The government plans to move the stormwater pond from a roundabout on Parkes Way to Glebe Park so it can lower Parkes Way. Part of the land is also sought by the casino for its expansion.
Asked who had sought the second valuation from Colliers, Mr Dawes said it had been sought by his deputy. Early last year the deputy was Dan Stewart, although Mr Dawes would not confirm the name.
Mr Stewart has since left the agency and is now with Elton Consulting working for the casino on its expansion bid. Elton rejected any conflict on Friday, saying casino operator Aquis "had made no submissions to the ACT government prior to Mr Stewart's departure from the LDA [in August 2015], nor had the ACT government considered or taken a position on the matter".
Mr Dawes said the second valuation had been sought after "agreement on a sale price was not able to be reached with the land owner based on the first valuation".
"The deputy CEO of LDA, who had carriage of City to the Lake project, verbally requested a new valuation from another member of the government's valuers – Colliers. This gave the LDA a price range to guide its negotiations."
Asked whether there had been any written instructions to Colliers and if so, whether he could provide them, Mr Dawes said only, "The instructions were to provide advice on the value of the site." He did not elaborate, despite further questions.

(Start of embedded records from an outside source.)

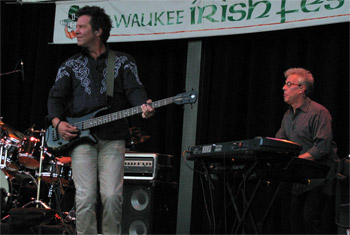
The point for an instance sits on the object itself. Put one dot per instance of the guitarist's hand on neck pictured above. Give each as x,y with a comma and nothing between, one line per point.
65,130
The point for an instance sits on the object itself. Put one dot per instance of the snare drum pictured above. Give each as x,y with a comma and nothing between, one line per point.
56,171
29,152
16,189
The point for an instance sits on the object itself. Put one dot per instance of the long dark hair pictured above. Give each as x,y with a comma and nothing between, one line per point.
99,19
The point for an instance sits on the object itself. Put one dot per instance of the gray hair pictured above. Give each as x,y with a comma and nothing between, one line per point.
306,76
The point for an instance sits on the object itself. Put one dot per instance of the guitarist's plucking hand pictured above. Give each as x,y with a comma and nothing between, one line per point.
65,130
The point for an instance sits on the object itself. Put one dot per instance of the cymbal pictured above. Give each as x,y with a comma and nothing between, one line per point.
10,132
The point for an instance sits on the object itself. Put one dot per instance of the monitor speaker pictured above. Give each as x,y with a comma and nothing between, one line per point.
149,207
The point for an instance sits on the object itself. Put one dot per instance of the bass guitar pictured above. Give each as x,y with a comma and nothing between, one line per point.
56,144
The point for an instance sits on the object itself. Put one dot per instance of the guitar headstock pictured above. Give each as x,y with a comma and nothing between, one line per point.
185,98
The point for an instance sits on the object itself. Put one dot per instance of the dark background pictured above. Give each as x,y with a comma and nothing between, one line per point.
240,95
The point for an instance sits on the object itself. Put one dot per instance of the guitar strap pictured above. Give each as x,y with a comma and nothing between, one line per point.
110,75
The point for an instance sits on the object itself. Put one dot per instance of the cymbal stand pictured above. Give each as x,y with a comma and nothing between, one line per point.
4,147
42,151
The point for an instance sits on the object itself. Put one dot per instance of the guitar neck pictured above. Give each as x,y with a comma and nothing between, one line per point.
104,119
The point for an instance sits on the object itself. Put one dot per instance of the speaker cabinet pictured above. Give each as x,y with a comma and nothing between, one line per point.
149,207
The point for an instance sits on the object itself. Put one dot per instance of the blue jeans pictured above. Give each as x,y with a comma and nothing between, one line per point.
103,163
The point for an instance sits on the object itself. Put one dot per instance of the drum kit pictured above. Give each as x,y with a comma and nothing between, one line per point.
30,175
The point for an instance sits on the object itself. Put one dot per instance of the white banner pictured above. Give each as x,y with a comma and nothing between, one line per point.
142,20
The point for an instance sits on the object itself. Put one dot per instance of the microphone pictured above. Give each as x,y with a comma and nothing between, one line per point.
22,70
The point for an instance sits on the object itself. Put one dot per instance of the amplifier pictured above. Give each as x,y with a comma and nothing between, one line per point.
145,166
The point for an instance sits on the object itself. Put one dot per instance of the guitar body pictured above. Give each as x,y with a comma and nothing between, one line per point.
56,144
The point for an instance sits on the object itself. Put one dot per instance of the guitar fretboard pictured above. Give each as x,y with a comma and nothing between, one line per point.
104,119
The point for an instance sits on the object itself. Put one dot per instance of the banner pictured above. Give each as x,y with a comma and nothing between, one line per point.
142,20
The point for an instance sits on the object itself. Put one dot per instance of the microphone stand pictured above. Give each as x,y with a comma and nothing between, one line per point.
37,201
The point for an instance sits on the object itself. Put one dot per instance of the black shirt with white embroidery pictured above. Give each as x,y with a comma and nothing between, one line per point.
81,85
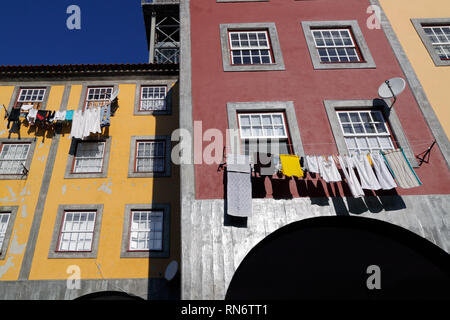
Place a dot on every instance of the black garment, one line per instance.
(13, 116)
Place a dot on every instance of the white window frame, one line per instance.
(365, 135)
(4, 226)
(34, 95)
(249, 47)
(260, 114)
(77, 157)
(74, 235)
(20, 160)
(439, 43)
(163, 157)
(103, 94)
(151, 232)
(335, 46)
(153, 100)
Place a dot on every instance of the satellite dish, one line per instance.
(171, 270)
(114, 95)
(391, 88)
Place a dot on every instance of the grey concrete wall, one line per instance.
(214, 248)
(148, 289)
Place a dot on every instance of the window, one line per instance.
(16, 156)
(261, 126)
(13, 157)
(153, 98)
(440, 39)
(360, 126)
(7, 217)
(259, 131)
(31, 95)
(146, 230)
(4, 219)
(365, 131)
(435, 35)
(337, 45)
(77, 231)
(98, 96)
(89, 157)
(149, 157)
(250, 47)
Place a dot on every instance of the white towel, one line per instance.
(383, 174)
(350, 176)
(368, 179)
(239, 186)
(328, 170)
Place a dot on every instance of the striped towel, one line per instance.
(401, 169)
(239, 186)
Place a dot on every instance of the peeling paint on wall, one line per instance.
(13, 196)
(15, 247)
(105, 187)
(6, 266)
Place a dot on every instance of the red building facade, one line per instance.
(306, 62)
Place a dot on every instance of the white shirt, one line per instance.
(350, 176)
(328, 170)
(384, 176)
(366, 174)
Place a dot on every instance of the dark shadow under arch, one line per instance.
(108, 295)
(329, 257)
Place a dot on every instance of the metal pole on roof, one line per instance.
(152, 38)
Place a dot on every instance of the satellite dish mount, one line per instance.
(391, 89)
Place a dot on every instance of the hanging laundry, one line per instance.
(383, 174)
(26, 107)
(13, 116)
(77, 125)
(60, 116)
(264, 164)
(239, 186)
(69, 115)
(31, 116)
(350, 176)
(290, 165)
(401, 169)
(105, 114)
(366, 175)
(328, 170)
(311, 164)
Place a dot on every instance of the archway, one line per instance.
(342, 258)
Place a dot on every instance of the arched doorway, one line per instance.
(342, 258)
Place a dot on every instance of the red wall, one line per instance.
(212, 88)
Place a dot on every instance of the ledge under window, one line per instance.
(270, 28)
(366, 60)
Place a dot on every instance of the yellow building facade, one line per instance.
(103, 208)
(423, 30)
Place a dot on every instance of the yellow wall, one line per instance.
(114, 192)
(23, 193)
(435, 80)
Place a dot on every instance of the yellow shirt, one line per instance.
(290, 165)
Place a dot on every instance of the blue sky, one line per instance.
(34, 32)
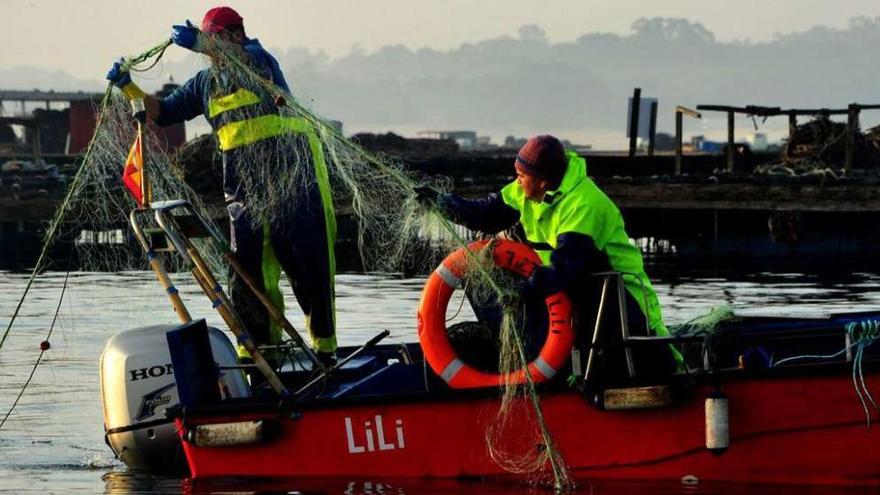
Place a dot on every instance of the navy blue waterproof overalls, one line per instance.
(300, 238)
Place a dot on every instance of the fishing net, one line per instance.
(376, 191)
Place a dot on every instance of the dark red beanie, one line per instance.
(542, 157)
(221, 18)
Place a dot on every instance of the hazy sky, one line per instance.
(83, 37)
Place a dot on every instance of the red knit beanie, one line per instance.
(220, 19)
(542, 157)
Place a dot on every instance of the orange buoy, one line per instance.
(511, 256)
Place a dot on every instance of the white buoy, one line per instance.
(717, 423)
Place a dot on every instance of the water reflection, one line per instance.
(53, 442)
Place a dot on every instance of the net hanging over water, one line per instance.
(377, 191)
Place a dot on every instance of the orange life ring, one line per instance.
(511, 256)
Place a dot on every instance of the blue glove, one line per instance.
(187, 36)
(119, 77)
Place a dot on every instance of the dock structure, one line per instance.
(852, 112)
(699, 202)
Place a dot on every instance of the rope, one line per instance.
(43, 349)
(861, 334)
(74, 185)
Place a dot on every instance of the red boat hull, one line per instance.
(783, 430)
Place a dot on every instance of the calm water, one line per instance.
(53, 442)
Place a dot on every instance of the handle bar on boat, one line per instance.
(342, 362)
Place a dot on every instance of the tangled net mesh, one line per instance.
(378, 191)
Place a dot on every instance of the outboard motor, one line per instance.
(137, 385)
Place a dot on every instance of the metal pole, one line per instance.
(624, 326)
(852, 127)
(679, 128)
(139, 112)
(594, 342)
(634, 121)
(652, 132)
(159, 270)
(731, 146)
(215, 293)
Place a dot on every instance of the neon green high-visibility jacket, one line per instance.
(578, 206)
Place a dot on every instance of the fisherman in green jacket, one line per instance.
(577, 231)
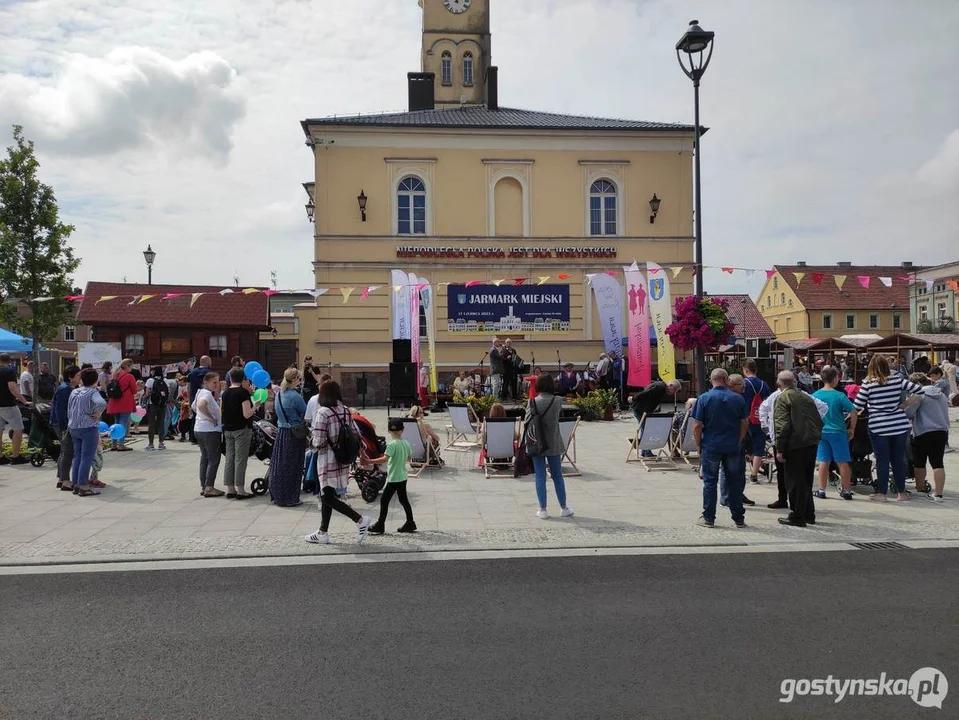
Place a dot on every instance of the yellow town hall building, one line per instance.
(459, 188)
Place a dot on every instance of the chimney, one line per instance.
(421, 86)
(492, 88)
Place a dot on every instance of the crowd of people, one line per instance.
(904, 419)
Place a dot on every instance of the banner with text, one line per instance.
(661, 313)
(640, 362)
(491, 309)
(401, 304)
(609, 302)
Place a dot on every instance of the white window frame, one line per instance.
(215, 343)
(446, 68)
(603, 195)
(134, 345)
(468, 69)
(412, 194)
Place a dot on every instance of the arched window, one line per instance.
(411, 207)
(446, 63)
(468, 69)
(602, 208)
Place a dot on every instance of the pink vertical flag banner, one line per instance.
(637, 305)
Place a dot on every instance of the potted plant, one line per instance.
(700, 323)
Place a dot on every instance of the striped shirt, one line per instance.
(84, 408)
(882, 401)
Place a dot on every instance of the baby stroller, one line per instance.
(371, 480)
(261, 447)
(42, 440)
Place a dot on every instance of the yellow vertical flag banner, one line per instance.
(661, 316)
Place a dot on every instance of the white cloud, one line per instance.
(831, 129)
(132, 98)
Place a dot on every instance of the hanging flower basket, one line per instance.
(700, 323)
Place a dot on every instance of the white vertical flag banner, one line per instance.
(609, 303)
(414, 299)
(661, 315)
(401, 305)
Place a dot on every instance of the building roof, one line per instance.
(231, 310)
(744, 314)
(853, 296)
(480, 117)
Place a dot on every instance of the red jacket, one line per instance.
(126, 403)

Asked whether the government had considered compulsory aquisition, given the land was needed for public infrastructure, Mr Dawes said, "The LDA considers all options for the acquisition of land. Commercial negotiations are generally preferred as providing better outcomes to the LDA in relation to the future use and development of the land."
In separate answers, acting deputy chief executive of the agency, Karen Doran, said the price had been within the recommended range of one valuation "and as such, it was reasonable for the government to proceed with the purchase".
"Ultimately, the value of the land is based on the seller's evaluation of the land and the requirements of the buyer," she said. "... Due to the complex nature of the stormwater system, the government was left with very few options to relocate the pond and as such was required to pursue land which was not currently up for sale."